GET AND/OR PAY OFF YOUR CREDIT CARD
In today’s society, there are simply too many benefits to carrying a credit card. Having a line of credit is something banks look for when you buy a car or home. Old school of thought was that you buy everything with cash on the barrelhead, but it is unheard of to cash out a house these days. Having a line of credit for a long time tells banks that you are playing the game and not sitting on the sidelines. Also, good luck getting a plane ticket, renting a car, and getting a hotel room with your debit card.

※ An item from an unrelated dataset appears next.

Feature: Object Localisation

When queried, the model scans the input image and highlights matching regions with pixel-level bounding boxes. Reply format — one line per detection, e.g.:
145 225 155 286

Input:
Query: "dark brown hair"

Another old school way of thinking, which is really admirable, honestly, is to just keep the credit card for emergencies. Unfortunately, it kind of works out that you should spend a good bit on your credit card and pay it off at the end of the month. The trick is not to put more on your credit card than you can afford to pay off at once. Pay off your credit card at the end of every month all the way down to zero. Pretty soon you can get dividends and frequent flyer miles, we got a $300 of dividend from our credit card, which was basically 1% to 5% of our purchases sent back to us, spending money on stuff we were going to buy anyway.
Also, using the credit card in this way helps you itemize your purchases, which can help you come tax time.
Ok now time for the big one:
Rule #3: Don’t eat out if you can cook it yourself.
Ok, this one’s real metaphorical. But seriously, when YJ and I take an opportunity to eat out, we aren’t going to eat omelettes, spaghetti, or anything with chicken. These are staples of our diet. I am the omelette master, and I’ve calculated the price per omelette of my one-of-a kind masterpieces. For a kickass omelette it costs ~$1.50. Why would I pay $7.50 for something I can do better myself? I know many eligible bachelors are saying, “Ha, I can’t cook anything”. Well, I hope you enjoy microwave pizza. Get some Ragu and learn to boil noodles, or else pay 6+$ per meal to someone else. Or, ask your Mom how to cook something.
But the cook it yourself principle applies to many aspects of life, specifically investments. I used to invest in Edward Jones, and was pretty passive about the process. Well, after getting my savings thoroughly trashed at the hands of a trusted investment specialist, I took charge of my own money and did substantially better at a no frills investment house than going with $50 per transaction investment gatekeepers. I estimate I gained about 10% in a bull market, and I’m skeptical, really, about how I can do in a Bear market. But probably betting on big blue chips with fat dividends is a good start. Anyway, as our fellow contributor Reagan Gahagan attests, Citibank and others are getting aggressive about offering 5% savings accounts, which is better than nothing and is FDIC.
We plan on taking the same approach to buying a house when the time comes (i.e. when we leave Columbus). Hopefully soon it will be just as easy to buy a house as a stock.
Update ( I got a little tired at the end there. Of course buying a house will never be as easy as buying a stock. I am trying to allude to the shift from using the services of a gatekeeper (realtors and real estate agents) to using online resources, which should drive down the hassle and cost of buying a home some.